European shares jumped to their highest level in six weeks as signs of a detente in the trade war between the United States and China lifted markets from Wall Street to Beijing.
The pan-European STOXX 600 jumped 1.8 percent and Germany’s trade-sensitive DAX climbed 2.6 percent, with industrials, tech and car stocks the biggest drivers of gains across the region.
Markets rose overnight after a report that U.S. Treasury Secretary Steven Mnuchin discussed lifting some or all tariffs imposed on Chinese imports and suggested offering a tariff rollback.
A Bloomberg report saying China has offered to ramp up imports from the United States in order to reconfigure trading relations between the two countries delivered an extra boost to equities on Friday.
The tech index led the way with a 3 percent surge, its strongest day since mid-October taking it to a six-week high. Chipmakers STMicroelectronics and AMS were among the top gainers.
The autos sector climbed 2.7 percent, bringing its year-to-date gains to 9 percent.

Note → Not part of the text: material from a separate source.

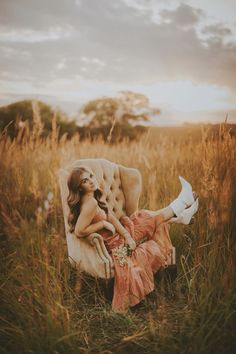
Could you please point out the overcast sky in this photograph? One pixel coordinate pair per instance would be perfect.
(180, 54)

Carmaker shares have been hit by the U.S.-China trade war as well as threatened U.S. tariffs on car imports from Europe.
Trade-sensitive industrials stocks Siemens and Airbus, as well as luxury shares Richemont, Kering and LVMH, were among top boosts to the STOXX.
Europe’s banking sector recovered from the previous session’s losses when a profit warning by France’s SocGen hit the sector hard.

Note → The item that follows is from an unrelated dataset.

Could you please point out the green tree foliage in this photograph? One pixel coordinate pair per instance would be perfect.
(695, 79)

Among results on Friday was French supermarket retailer Casino whose shares rose 6 percent as traders and analysts said fourth-quarter sales had weathered “Yellow Vest” anti-government demonstrations in France.
“France has held up well despite disruption from protests,” Jefferies said in a research note.

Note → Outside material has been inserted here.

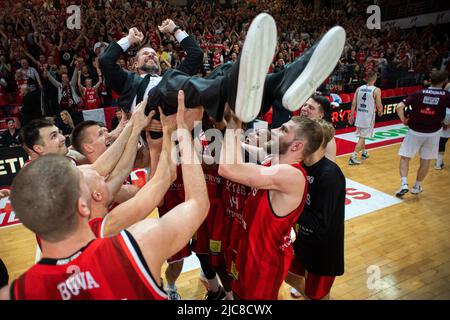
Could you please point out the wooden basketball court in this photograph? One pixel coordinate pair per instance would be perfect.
(408, 243)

Lab testing company Eurofins Scientific shot up 8.7 percent after Berenberg kept a “buy” on the stock, saying negative views gained traction in late 2018, providing an opportunity.
Optimism also came from small-cap German online meal-kit delivery service HelloFresh whose shares surged 21.5 percent after it raised its revenue forecast.
It was not all good news for European stocks though.
Telecom Italia dropped 7.2 percent after it said it expected to report full-year organic core earnings of around 8.1 billion euros ($9.2 billion), a drop of under 5 percent compared to the year before.
Another profit warning by Ryanair, which blamed lower-than-expected winter fares due to overcapacity, spooked investors, initially dragging the stock down.
By the close, shares in the budget airline were up 0.3 percent, underperforming the market, while rival easyJet also inched up 0.3 percent – one of the weakest FTSE 100 stocks.
“This announcement was not wholly unexpected so we do not expect the shares to react by the full potential consensus net profit adjustment,” Citi analysts said.
Investors are bracing for swings in European stocks as earnings test whether fears about slowing economic and corporate growth that punished equities in recent months are a reality.
Expectations are low. According to I/B/E/S Refinitiv, fourth-quarter earnings per share (EPS) for STOXX 600 companies are expected to have grown by 6 percent, half the levels seen in Q3 and Q4 2017.